Mrs Tuck, 57, is now set to become director-general of the International School in Geneva.
On sabbatical in Brazil where she is studying education, she told The Times: 'There are things about England and British education that are quite irksome - you have constantly to defend independent education.
"You feel beaten up.
"All these things like arguments over visas for foreign students, the vetting-and-barring scheme for people wanting to work in schools. Over time, collectively, it becomes quite tiresome. Mrs Tuck said her new job was the only one that could have taken her away from Cheltenham, where she will remain head until next summer.
This will give the boarding school, which charges up to £31,000 a year in fees, time to find a replacement - the 11th head in its 156-year history.
Although lured away from Britain rather than wanting to escape, Mrs Tuck said she would not miss resentful attitudes in this country.
And asked if she felt the previous Government had been hostile towards independent schools, she said: 'At times, definitely.'
She went on to mention the Charity Commission's investigation into whether private schools should do more to merit their charitable status.

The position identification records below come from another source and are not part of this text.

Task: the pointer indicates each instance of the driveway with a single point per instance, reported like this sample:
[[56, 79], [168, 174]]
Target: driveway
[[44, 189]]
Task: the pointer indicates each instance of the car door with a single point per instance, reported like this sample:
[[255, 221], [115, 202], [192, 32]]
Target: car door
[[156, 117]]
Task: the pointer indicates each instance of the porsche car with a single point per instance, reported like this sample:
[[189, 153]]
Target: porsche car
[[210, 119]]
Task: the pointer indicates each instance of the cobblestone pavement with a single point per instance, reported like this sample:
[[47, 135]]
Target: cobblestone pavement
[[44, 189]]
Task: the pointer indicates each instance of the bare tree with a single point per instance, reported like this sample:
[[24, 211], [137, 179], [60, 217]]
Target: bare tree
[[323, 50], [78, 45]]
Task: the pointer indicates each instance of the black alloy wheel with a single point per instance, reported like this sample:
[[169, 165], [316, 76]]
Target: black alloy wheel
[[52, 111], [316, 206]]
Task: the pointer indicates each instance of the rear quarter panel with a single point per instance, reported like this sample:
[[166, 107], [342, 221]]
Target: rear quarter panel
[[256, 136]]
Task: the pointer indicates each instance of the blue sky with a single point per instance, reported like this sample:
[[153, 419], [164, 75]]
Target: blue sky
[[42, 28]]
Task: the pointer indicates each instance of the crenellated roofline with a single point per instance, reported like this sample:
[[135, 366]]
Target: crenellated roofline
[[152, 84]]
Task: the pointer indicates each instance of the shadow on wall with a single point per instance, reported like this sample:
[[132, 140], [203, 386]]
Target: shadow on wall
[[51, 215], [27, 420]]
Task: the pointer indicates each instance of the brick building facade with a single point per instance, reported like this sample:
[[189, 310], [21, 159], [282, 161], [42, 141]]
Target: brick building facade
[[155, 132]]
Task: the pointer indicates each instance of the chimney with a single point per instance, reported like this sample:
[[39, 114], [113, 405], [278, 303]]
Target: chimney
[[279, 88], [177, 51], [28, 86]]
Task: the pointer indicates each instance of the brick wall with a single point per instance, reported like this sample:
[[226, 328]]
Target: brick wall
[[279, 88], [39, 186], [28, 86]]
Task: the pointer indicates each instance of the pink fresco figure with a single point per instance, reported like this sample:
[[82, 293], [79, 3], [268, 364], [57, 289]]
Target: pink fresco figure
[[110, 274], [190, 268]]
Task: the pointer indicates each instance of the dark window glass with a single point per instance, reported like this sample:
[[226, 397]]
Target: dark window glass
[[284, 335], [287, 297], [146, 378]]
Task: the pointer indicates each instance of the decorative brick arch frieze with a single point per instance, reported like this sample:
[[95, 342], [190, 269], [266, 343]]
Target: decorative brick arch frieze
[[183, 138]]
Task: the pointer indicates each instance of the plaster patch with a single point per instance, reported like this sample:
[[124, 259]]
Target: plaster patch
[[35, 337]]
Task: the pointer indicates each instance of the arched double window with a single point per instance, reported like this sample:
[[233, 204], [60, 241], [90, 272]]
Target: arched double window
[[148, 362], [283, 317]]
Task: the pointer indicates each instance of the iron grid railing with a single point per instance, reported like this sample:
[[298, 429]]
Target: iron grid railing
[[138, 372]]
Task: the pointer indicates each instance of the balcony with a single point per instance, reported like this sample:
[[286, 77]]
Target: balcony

This left some schools fearing they could lose valuable tax breaks if they did not spend more on bursaries, which in some cases would need to be subsidised by fees paid by other parents.
A former head of the Girls' Schools Association, Mrs Tuck said it would be 'pure joy' to be speaking French and English and added that the lack of linguists in Britain was a 'pity'.
"In all the places I've visited there's a tremendous keenness to learn English, and that is just making it easier for British people not to learn other languages,' she said.
"The English are going to find it harder and harder if they had an introverted view of the world.'
In her new position Mrs Tuck will take charge of 4,000 pupils and hundreds of staff across three campuses, at the bilingual school that created the International Baccalaureate.
She will be the school's first female director-general.
Mrs Tuck said she was thrilled by the challenge of moving to Switzerland but had also been very happy and fulfilled at Cheltenham.